Denoising Autoencoder: Removing noise from the MNIST dataset


# importing functions and classes from our framework
from dataset import Dataset
from nn import MLP
from layers import Dense
# other imports
import matplotlib.pyplot as plt



Autoencoders are a special architecture of neural networks whose sole purpose is to compress the input vector, or in our case the input image, into a lower dimensional representation, which is being referred to as the latent vector. In that regard, it has a similar function as the principal component analysis (PCA) that tries to create a representation of the input in the latent space by identifying eigenvectors of a covariance matrix. It can be shown that when using the identity function as the activation function of the autoencoder, the autoencoder serves as a PCA method. However, autoencoders are more powerful than PCA, since they also work well on datasets with nonlinearities. The figure below shows what the structure of an autoencoder looks like in general.

nn = MLP()

An autoencoder’s structure usually looks like an hourglass tilted sideways. It consists of an encoder and a decoder neural network. The encoder tries to compress the input vector into the latent space and thus simply reduces the dimension of the input as much as possible. In the figure above the encoder consists of the red and the blue layer. The values in the blue nodes are the latent vector. The decoder takes the latent vector, i.e. the blue layer, and tries to recreate the original image. The recreated image is being stored in the green layer. So far we have established that autoencoders try to encode the dataset in a lower dimensional space. How can this be done in practice? In contrast to classifiaction tasks the dataset now doesn’t consist of handwritten numbers and the corresponding labels, but the images themselves are being used instead of the labels. During the optimization, we are then minimizing the L2 error between the input handwritten image and its recreation.

Denoising Autoencoder

Autoencoders can be used for different tasks. One of them is filtering out noise from the input images. The only difference between denoising autoencoders and vanilla autoencoders is the fact, that in a training sample the input to the network is being perturbed by some Gaussian noise. However, the output of the network is still trying to approximate the original handwritten image. Thus in a successful training process, we get a neural network which can filter out noise from images of handwritten digits.
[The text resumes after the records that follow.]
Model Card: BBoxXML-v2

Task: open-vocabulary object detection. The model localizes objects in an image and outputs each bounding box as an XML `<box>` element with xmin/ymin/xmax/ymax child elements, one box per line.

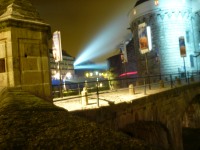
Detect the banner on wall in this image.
<box><xmin>138</xmin><ymin>22</ymin><xmax>152</xmax><ymax>54</ymax></box>
<box><xmin>179</xmin><ymin>36</ymin><xmax>186</xmax><ymax>57</ymax></box>
<box><xmin>52</xmin><ymin>31</ymin><xmax>62</xmax><ymax>62</ymax></box>
<box><xmin>120</xmin><ymin>41</ymin><xmax>128</xmax><ymax>63</ymax></box>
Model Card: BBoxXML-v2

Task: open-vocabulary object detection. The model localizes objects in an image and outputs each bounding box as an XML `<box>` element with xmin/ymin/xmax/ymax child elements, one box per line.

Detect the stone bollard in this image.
<box><xmin>159</xmin><ymin>80</ymin><xmax>164</xmax><ymax>88</ymax></box>
<box><xmin>129</xmin><ymin>84</ymin><xmax>135</xmax><ymax>95</ymax></box>
<box><xmin>81</xmin><ymin>87</ymin><xmax>88</xmax><ymax>106</ymax></box>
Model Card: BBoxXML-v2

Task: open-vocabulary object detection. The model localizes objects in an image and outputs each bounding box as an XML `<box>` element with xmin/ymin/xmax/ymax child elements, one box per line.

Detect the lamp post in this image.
<box><xmin>58</xmin><ymin>61</ymin><xmax>63</xmax><ymax>97</ymax></box>
<box><xmin>194</xmin><ymin>52</ymin><xmax>200</xmax><ymax>74</ymax></box>
<box><xmin>144</xmin><ymin>53</ymin><xmax>151</xmax><ymax>89</ymax></box>
<box><xmin>138</xmin><ymin>23</ymin><xmax>152</xmax><ymax>90</ymax></box>
<box><xmin>182</xmin><ymin>56</ymin><xmax>187</xmax><ymax>82</ymax></box>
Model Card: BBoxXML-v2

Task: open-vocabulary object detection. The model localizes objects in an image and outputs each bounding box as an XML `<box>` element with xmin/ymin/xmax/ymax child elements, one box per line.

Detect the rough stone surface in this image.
<box><xmin>73</xmin><ymin>82</ymin><xmax>200</xmax><ymax>150</ymax></box>
<box><xmin>0</xmin><ymin>0</ymin><xmax>52</xmax><ymax>101</ymax></box>
<box><xmin>0</xmin><ymin>0</ymin><xmax>43</xmax><ymax>22</ymax></box>
<box><xmin>121</xmin><ymin>121</ymin><xmax>172</xmax><ymax>150</ymax></box>
<box><xmin>0</xmin><ymin>88</ymin><xmax>157</xmax><ymax>150</ymax></box>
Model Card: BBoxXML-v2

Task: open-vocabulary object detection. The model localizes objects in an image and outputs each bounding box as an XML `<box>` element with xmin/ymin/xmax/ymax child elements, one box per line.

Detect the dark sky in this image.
<box><xmin>30</xmin><ymin>0</ymin><xmax>136</xmax><ymax>62</ymax></box>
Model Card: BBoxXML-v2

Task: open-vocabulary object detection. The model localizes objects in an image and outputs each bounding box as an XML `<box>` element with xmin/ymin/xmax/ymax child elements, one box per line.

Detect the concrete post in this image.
<box><xmin>81</xmin><ymin>87</ymin><xmax>88</xmax><ymax>106</ymax></box>
<box><xmin>129</xmin><ymin>84</ymin><xmax>135</xmax><ymax>95</ymax></box>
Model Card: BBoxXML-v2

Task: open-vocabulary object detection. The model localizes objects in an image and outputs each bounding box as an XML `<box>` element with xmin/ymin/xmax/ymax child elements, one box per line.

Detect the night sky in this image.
<box><xmin>30</xmin><ymin>0</ymin><xmax>136</xmax><ymax>62</ymax></box>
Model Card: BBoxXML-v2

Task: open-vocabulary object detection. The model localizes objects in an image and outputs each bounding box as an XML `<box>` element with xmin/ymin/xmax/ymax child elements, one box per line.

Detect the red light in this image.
<box><xmin>119</xmin><ymin>71</ymin><xmax>138</xmax><ymax>77</ymax></box>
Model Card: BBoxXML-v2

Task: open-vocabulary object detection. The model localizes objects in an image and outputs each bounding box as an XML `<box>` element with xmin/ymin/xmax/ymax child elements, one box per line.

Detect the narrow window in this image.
<box><xmin>0</xmin><ymin>58</ymin><xmax>5</xmax><ymax>73</ymax></box>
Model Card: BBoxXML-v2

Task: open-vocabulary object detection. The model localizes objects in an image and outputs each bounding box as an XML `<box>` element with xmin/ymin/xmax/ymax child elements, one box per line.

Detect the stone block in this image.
<box><xmin>22</xmin><ymin>58</ymin><xmax>39</xmax><ymax>71</ymax></box>
<box><xmin>0</xmin><ymin>41</ymin><xmax>6</xmax><ymax>58</ymax></box>
<box><xmin>22</xmin><ymin>72</ymin><xmax>42</xmax><ymax>85</ymax></box>
<box><xmin>0</xmin><ymin>73</ymin><xmax>8</xmax><ymax>86</ymax></box>
<box><xmin>43</xmin><ymin>70</ymin><xmax>51</xmax><ymax>83</ymax></box>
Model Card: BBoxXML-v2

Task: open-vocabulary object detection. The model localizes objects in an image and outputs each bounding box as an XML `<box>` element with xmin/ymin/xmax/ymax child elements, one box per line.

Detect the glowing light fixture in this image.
<box><xmin>86</xmin><ymin>73</ymin><xmax>89</xmax><ymax>78</ymax></box>
<box><xmin>66</xmin><ymin>72</ymin><xmax>72</xmax><ymax>79</ymax></box>
<box><xmin>154</xmin><ymin>0</ymin><xmax>159</xmax><ymax>6</ymax></box>
<box><xmin>54</xmin><ymin>72</ymin><xmax>60</xmax><ymax>80</ymax></box>
<box><xmin>147</xmin><ymin>26</ymin><xmax>152</xmax><ymax>51</ymax></box>
<box><xmin>133</xmin><ymin>9</ymin><xmax>136</xmax><ymax>15</ymax></box>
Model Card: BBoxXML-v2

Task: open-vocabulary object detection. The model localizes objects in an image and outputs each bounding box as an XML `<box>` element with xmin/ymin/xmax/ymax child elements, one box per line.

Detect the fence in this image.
<box><xmin>53</xmin><ymin>71</ymin><xmax>200</xmax><ymax>107</ymax></box>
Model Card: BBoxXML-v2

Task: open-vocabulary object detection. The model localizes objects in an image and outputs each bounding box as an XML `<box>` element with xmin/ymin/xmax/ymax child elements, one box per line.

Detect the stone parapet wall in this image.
<box><xmin>73</xmin><ymin>82</ymin><xmax>200</xmax><ymax>150</ymax></box>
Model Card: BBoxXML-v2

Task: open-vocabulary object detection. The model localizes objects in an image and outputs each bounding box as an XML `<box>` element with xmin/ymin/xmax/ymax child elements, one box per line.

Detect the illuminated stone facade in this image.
<box><xmin>0</xmin><ymin>0</ymin><xmax>52</xmax><ymax>101</ymax></box>
<box><xmin>49</xmin><ymin>50</ymin><xmax>75</xmax><ymax>81</ymax></box>
<box><xmin>128</xmin><ymin>0</ymin><xmax>200</xmax><ymax>76</ymax></box>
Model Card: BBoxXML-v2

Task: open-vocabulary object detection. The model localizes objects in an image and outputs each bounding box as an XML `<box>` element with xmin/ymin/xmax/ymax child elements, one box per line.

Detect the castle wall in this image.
<box><xmin>129</xmin><ymin>0</ymin><xmax>199</xmax><ymax>75</ymax></box>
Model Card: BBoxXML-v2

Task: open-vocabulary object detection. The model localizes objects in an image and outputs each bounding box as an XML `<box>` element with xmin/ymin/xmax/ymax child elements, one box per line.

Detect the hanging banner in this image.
<box><xmin>179</xmin><ymin>36</ymin><xmax>186</xmax><ymax>57</ymax></box>
<box><xmin>120</xmin><ymin>42</ymin><xmax>128</xmax><ymax>63</ymax></box>
<box><xmin>123</xmin><ymin>42</ymin><xmax>128</xmax><ymax>63</ymax></box>
<box><xmin>52</xmin><ymin>31</ymin><xmax>62</xmax><ymax>62</ymax></box>
<box><xmin>138</xmin><ymin>22</ymin><xmax>149</xmax><ymax>54</ymax></box>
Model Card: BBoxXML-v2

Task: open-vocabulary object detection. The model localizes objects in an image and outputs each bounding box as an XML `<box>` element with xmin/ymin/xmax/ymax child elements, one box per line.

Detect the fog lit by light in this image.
<box><xmin>74</xmin><ymin>62</ymin><xmax>108</xmax><ymax>70</ymax></box>
<box><xmin>74</xmin><ymin>14</ymin><xmax>131</xmax><ymax>66</ymax></box>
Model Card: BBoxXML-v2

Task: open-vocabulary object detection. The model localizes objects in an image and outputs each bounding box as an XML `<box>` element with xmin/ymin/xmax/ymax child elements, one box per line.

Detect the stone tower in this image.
<box><xmin>0</xmin><ymin>0</ymin><xmax>52</xmax><ymax>101</ymax></box>
<box><xmin>128</xmin><ymin>0</ymin><xmax>200</xmax><ymax>76</ymax></box>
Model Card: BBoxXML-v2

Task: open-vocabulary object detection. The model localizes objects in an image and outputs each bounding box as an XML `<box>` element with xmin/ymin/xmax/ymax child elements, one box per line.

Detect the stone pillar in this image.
<box><xmin>0</xmin><ymin>1</ymin><xmax>52</xmax><ymax>101</ymax></box>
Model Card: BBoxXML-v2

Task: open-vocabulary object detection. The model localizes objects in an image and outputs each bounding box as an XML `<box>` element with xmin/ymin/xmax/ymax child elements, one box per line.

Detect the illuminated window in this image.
<box><xmin>155</xmin><ymin>0</ymin><xmax>159</xmax><ymax>6</ymax></box>
<box><xmin>0</xmin><ymin>58</ymin><xmax>5</xmax><ymax>73</ymax></box>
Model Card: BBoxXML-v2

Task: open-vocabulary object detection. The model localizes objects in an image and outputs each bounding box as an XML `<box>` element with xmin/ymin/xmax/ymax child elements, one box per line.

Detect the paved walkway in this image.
<box><xmin>53</xmin><ymin>83</ymin><xmax>172</xmax><ymax>111</ymax></box>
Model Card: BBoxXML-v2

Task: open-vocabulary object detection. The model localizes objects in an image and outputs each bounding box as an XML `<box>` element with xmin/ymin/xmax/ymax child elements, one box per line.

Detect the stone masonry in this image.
<box><xmin>0</xmin><ymin>0</ymin><xmax>52</xmax><ymax>101</ymax></box>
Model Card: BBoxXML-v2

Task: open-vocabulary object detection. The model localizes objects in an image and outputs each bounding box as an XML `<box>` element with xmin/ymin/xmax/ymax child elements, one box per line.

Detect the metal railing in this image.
<box><xmin>53</xmin><ymin>71</ymin><xmax>200</xmax><ymax>107</ymax></box>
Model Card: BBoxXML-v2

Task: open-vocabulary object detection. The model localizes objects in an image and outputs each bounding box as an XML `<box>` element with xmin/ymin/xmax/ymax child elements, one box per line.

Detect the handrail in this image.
<box><xmin>53</xmin><ymin>71</ymin><xmax>200</xmax><ymax>106</ymax></box>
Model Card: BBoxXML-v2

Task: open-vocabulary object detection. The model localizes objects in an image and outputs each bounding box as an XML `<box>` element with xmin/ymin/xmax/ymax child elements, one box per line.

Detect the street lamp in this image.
<box><xmin>193</xmin><ymin>52</ymin><xmax>200</xmax><ymax>73</ymax></box>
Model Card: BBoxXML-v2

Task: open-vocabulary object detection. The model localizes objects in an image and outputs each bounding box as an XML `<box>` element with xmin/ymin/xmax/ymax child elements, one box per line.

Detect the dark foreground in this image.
<box><xmin>0</xmin><ymin>88</ymin><xmax>155</xmax><ymax>150</ymax></box>
<box><xmin>182</xmin><ymin>128</ymin><xmax>200</xmax><ymax>150</ymax></box>
<box><xmin>1</xmin><ymin>88</ymin><xmax>199</xmax><ymax>150</ymax></box>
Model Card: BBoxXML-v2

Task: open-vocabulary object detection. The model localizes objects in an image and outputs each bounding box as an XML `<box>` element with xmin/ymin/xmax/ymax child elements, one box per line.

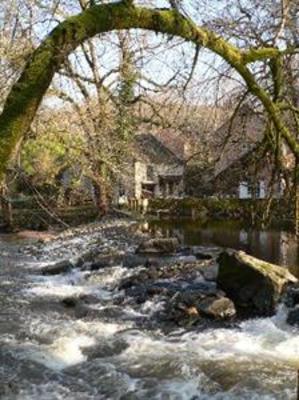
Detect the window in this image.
<box><xmin>239</xmin><ymin>181</ymin><xmax>262</xmax><ymax>199</ymax></box>
<box><xmin>239</xmin><ymin>182</ymin><xmax>249</xmax><ymax>199</ymax></box>
<box><xmin>146</xmin><ymin>165</ymin><xmax>154</xmax><ymax>180</ymax></box>
<box><xmin>247</xmin><ymin>182</ymin><xmax>260</xmax><ymax>198</ymax></box>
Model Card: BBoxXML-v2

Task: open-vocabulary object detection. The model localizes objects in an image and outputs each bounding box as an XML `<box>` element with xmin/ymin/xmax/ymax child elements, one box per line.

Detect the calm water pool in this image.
<box><xmin>146</xmin><ymin>219</ymin><xmax>299</xmax><ymax>276</ymax></box>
Here we load a pretrained autoencoder as a Multi-Layer Perceptron and show its architecture. As you can see, we were able to reduce the 28 x 28 handwritten images to a latent vector with 10 components, which means that we have an approximately 80-fold reduction of our input dimension.

autoencoder = MLP()
autoencoder.load("mnist_denoising_autoencoder") # autoencoder is saved in '/models/mnist_denoising_autoencoder'
-------------------- MULTI LAYER PERCEPTRON (MLP) --------------------


 *** 1. Layer: ***
DENSE 784 -> 10 [ReLU]
Total parameters: 7850
---> WEIGHTS: (10, 784)
---> BIASES: (10,)

 *** 2. Layer: ***
DENSE 10 -> 784 [Sigmoid]
Total parameters: 8624
---> WEIGHTS: (784, 10)
---> BIASES: (784,)


We now load a mini-batch of size 1 from the shuffled MNIST dataset and take the input image from the test set.

dataset = Dataset(name = "mnist", train_size = 60000, test_size = 10000, batch_size = 1)
randomBatch = next(dataset.batches(autoencoder = True, noise = 0.1))
inputImage  = randomBatch[1][0]

As you can see, the input image has quite a lot of noise, which we will try to filter out with our autoencoder.


Below you can see our recreation of the original handwritten image. Clearly the noise has been filtered out (almost) completely and up to a small error the original input image has been recreated successfully.

prediction = autoencoder.predict(inputImage)